Постой, как — сгнила? Мне же нищий передал ксерокопии в аэропорту. Значит, с той помойки бумаги неведомым образом были кем-то подобраны и попали к шантажистам, авантюрщикам, к людям, чьи намерения злы.
Надо обязательно и жестко допросить Любу, как она могла так дикарски обойтись с моим главным наследством, загубив мне, честно говоря, очень много времени и нервов. А ведь я ей, видит бог, ничего дурного не причинил и дважды совсем неплохие места работы приискивал. Ну есть ли у этой Любы в самом деле совесть! Правда, часть бумаг фантастическим путем дошла все-таки до меня через полтора года… Она их, может, кому-нибудь отдала или продала!
Такси мчит по Франкфурту, уланская прыть, непроглядный град. Как водителю удается разглядывать дорогу — неизвестно. Череп залит свинцом. Дышать Виктор может только пастью разинутой. Его покачивает на заднем сиденье, и в мозгу трепещется какой-то бормотливый бредовый стишок:
Летит. Уже не такси — самолет. Летит. Впереди российская гражданка, скорее всего замужем за итальянцем, везет свою трехлетнюю билингву в Милан. Должно быть, во Франкфурте пересаживалась, судя по прижатому коленом пакету
— Ты кто? — вяло шелестит замученное чадо.
— Я сокчик, я сейчас разольюсь, запей мною мясочко, — увещает неотступная мама.
Кресло Виктора гадчайшее, в середине, не рыпнуться. Пересаживаться некуда, есть одно пустое место, наискось, но туда свесил обмотанный гладиаторскими ремнями локоть погруженный в молитву хасид.

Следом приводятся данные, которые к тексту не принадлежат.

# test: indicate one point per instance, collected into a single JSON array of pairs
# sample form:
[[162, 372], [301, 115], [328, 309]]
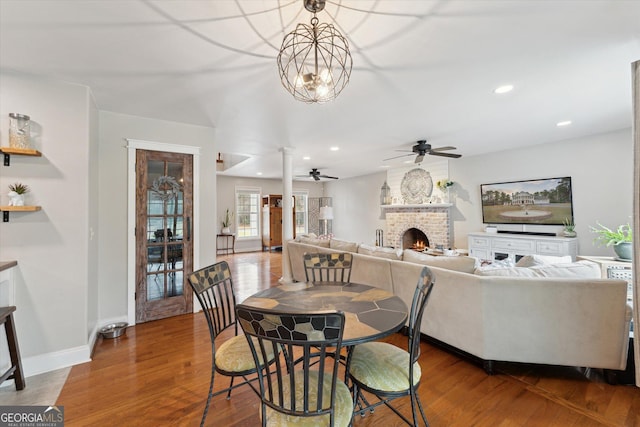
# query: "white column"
[[635, 67], [287, 208]]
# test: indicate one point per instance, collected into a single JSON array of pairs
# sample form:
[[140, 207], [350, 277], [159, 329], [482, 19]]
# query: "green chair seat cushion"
[[343, 408], [382, 366], [234, 355]]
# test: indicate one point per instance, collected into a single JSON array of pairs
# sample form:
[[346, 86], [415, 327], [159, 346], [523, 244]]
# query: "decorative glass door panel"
[[163, 234]]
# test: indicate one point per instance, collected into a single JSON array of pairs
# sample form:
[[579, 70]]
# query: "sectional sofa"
[[553, 313]]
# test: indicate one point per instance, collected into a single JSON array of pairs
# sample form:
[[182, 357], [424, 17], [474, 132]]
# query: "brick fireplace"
[[434, 220]]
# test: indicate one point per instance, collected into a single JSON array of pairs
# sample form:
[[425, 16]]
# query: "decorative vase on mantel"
[[623, 251]]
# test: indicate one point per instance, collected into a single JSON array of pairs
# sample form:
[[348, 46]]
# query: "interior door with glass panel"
[[163, 234]]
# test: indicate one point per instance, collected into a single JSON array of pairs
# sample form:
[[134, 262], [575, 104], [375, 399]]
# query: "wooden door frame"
[[132, 146]]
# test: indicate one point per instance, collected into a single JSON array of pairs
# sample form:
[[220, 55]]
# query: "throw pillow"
[[381, 252], [580, 269], [343, 245], [315, 242], [533, 260], [463, 264]]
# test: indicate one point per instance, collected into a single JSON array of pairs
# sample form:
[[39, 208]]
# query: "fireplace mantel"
[[433, 219], [414, 208]]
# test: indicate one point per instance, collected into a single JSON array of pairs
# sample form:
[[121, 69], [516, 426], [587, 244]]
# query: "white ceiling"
[[421, 70]]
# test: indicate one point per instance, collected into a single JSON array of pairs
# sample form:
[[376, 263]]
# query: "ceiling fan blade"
[[436, 153], [397, 157]]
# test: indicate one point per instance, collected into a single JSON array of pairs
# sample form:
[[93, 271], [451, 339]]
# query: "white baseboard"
[[53, 361], [47, 362]]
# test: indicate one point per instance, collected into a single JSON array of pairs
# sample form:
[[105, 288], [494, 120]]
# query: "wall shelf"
[[8, 151], [6, 209]]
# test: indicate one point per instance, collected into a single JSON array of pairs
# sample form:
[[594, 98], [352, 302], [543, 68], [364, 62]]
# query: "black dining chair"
[[213, 286], [328, 267], [293, 393], [384, 369]]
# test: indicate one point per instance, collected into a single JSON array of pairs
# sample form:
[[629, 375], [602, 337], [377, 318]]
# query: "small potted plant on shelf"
[[621, 239], [569, 229], [226, 223], [16, 194]]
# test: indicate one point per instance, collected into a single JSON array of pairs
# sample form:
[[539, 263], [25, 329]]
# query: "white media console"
[[496, 246]]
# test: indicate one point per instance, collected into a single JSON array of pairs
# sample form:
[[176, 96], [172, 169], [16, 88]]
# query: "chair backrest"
[[328, 267], [213, 287], [420, 299], [305, 339]]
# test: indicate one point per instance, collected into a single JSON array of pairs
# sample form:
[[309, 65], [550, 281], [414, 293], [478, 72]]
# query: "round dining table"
[[371, 313]]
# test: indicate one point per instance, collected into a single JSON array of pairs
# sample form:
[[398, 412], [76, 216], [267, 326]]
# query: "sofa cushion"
[[533, 260], [464, 264], [389, 253], [580, 269], [343, 245], [317, 242]]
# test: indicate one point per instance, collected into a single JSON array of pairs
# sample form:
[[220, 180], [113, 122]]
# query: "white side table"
[[610, 268]]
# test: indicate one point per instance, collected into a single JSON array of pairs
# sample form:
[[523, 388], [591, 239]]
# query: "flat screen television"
[[536, 201]]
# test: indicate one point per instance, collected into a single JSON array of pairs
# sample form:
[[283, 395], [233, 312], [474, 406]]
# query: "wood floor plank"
[[157, 374]]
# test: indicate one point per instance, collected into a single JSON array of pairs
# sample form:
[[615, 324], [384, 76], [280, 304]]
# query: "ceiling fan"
[[421, 148], [315, 174]]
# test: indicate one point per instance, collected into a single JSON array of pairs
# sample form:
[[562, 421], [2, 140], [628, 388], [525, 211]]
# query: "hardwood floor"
[[158, 375]]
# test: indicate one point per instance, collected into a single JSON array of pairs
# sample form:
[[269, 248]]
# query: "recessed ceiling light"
[[503, 89]]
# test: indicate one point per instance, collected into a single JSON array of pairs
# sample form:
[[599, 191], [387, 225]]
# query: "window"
[[301, 211], [248, 212]]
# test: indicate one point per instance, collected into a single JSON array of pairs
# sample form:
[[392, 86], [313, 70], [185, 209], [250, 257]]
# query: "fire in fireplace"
[[414, 239]]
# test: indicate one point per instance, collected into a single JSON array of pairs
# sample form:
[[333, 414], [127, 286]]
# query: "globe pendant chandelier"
[[314, 61]]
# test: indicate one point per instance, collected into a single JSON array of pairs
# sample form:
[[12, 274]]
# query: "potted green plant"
[[621, 239], [16, 194], [226, 223], [569, 229]]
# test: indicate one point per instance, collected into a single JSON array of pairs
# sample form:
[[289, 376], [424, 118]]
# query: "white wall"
[[114, 130], [52, 246], [226, 200], [356, 207], [601, 167]]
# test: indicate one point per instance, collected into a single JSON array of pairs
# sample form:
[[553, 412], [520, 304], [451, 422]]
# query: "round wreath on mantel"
[[165, 187]]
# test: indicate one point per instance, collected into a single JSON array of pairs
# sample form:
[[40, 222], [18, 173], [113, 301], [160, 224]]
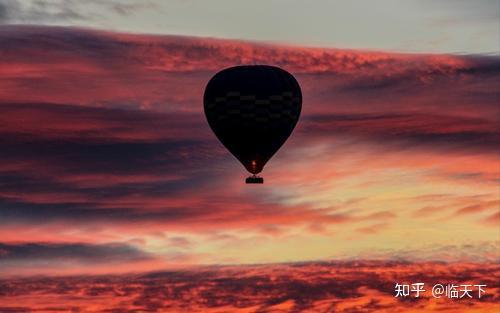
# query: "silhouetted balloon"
[[253, 109]]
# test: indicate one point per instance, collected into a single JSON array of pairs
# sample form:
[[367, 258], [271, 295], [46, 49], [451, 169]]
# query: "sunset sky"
[[107, 163]]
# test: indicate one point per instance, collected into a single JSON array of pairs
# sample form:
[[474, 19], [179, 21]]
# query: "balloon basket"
[[254, 179]]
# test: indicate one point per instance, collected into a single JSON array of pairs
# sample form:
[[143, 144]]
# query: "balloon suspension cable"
[[254, 179]]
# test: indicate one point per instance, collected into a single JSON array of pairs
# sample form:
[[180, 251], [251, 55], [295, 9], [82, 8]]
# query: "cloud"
[[80, 252], [65, 11], [342, 286], [103, 137]]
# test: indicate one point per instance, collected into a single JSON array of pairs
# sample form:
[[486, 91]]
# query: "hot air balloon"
[[252, 110]]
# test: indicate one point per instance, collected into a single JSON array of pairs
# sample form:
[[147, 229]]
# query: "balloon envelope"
[[252, 110]]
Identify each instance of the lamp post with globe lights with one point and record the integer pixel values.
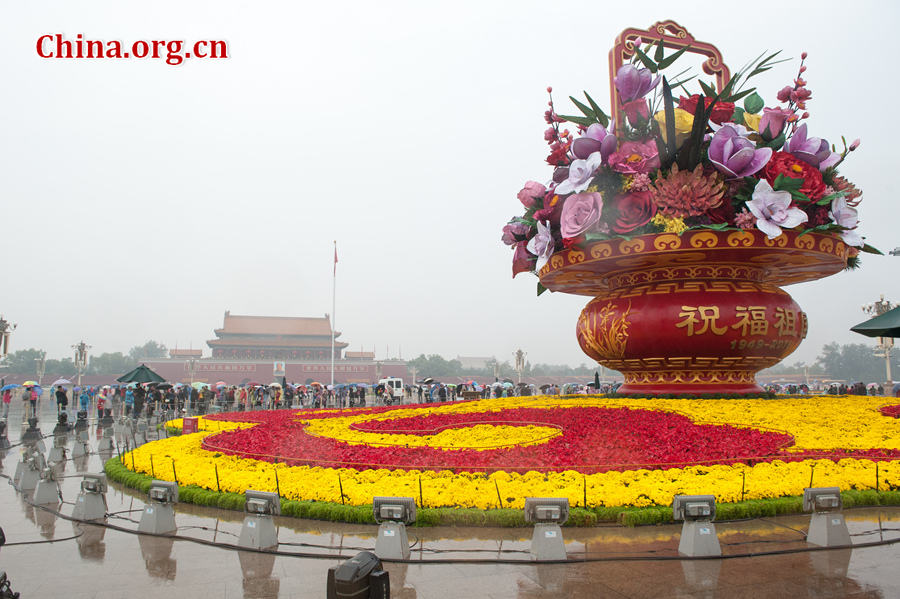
(81, 350)
(885, 344)
(520, 363)
(6, 329)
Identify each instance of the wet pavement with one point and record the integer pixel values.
(48, 555)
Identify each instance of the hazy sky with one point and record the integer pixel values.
(142, 200)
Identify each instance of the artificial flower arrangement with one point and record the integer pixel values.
(672, 165)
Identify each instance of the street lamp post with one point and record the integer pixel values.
(520, 363)
(81, 358)
(41, 365)
(6, 329)
(885, 344)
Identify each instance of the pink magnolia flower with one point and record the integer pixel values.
(528, 194)
(773, 210)
(580, 212)
(635, 157)
(541, 245)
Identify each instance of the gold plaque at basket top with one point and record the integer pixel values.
(673, 36)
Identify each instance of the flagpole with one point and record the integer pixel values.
(333, 290)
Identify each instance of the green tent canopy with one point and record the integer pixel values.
(141, 374)
(886, 325)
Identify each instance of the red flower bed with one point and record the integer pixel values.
(892, 411)
(594, 440)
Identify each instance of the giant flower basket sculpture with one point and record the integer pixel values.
(683, 217)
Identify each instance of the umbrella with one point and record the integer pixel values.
(886, 325)
(141, 374)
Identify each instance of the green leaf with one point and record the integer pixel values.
(670, 122)
(598, 112)
(579, 120)
(708, 90)
(754, 103)
(648, 62)
(583, 108)
(667, 62)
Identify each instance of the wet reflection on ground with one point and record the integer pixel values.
(608, 561)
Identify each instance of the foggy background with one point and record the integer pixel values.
(142, 200)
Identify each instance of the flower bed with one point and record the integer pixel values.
(599, 452)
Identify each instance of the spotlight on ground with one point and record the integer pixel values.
(360, 576)
(47, 490)
(91, 502)
(827, 527)
(698, 535)
(393, 514)
(159, 513)
(258, 531)
(547, 513)
(33, 463)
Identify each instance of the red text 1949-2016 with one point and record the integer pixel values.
(175, 52)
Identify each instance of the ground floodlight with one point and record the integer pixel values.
(359, 576)
(393, 514)
(258, 531)
(33, 463)
(822, 499)
(47, 490)
(827, 527)
(159, 513)
(698, 534)
(547, 513)
(396, 509)
(91, 502)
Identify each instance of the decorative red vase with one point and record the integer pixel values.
(700, 312)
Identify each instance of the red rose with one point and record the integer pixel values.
(722, 111)
(785, 164)
(633, 210)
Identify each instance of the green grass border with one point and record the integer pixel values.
(504, 517)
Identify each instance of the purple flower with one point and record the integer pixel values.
(514, 232)
(813, 151)
(735, 155)
(522, 260)
(580, 174)
(845, 216)
(595, 139)
(580, 212)
(772, 210)
(541, 245)
(634, 83)
(528, 194)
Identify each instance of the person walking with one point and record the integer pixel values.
(62, 400)
(7, 397)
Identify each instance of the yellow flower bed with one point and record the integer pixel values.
(817, 423)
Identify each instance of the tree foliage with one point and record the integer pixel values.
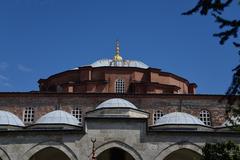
(229, 30)
(221, 151)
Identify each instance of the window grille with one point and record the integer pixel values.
(157, 114)
(205, 117)
(28, 115)
(119, 86)
(76, 112)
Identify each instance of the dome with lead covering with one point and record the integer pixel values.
(116, 103)
(232, 121)
(8, 118)
(123, 63)
(179, 118)
(58, 117)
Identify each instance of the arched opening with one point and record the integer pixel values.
(114, 154)
(183, 154)
(50, 153)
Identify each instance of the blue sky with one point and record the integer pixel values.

Так что туда не пересядешь.
Вика постарался прибить тоску первым попавшимся необязательным чтивом, благо захватил на ходу, пробегая, в стенде «Бомпиани» свежий роман. В книжке ничего особенного не происходило, даже было славно. Плющ вился по балкону, солдат возвращался с войны, и мерцал на сыром цементе серый свет.
Быть бы мне поспокойней. Не казаться, а быть. В кресле справа творилось нехорошее: в развернутой и даже залезающей на Викторову территорию газете было угрюмо, агрессивно, публиковали группу крови убийцы, укушенного убитым, кровь застыла у мертвеца на зубах.
Старичок с перхотью по левую Викторову руку мирно решал порнографический кроссворд из неприличных слов, имен старлеток и названий щекотливых произведений от де Сада до Тинто Брасса, с обильной примесью супругов Голон. Становилось жалко его за морщины, так что терзало и пощипывало под ложечкой. В общем, и левое кресло не утешало никак.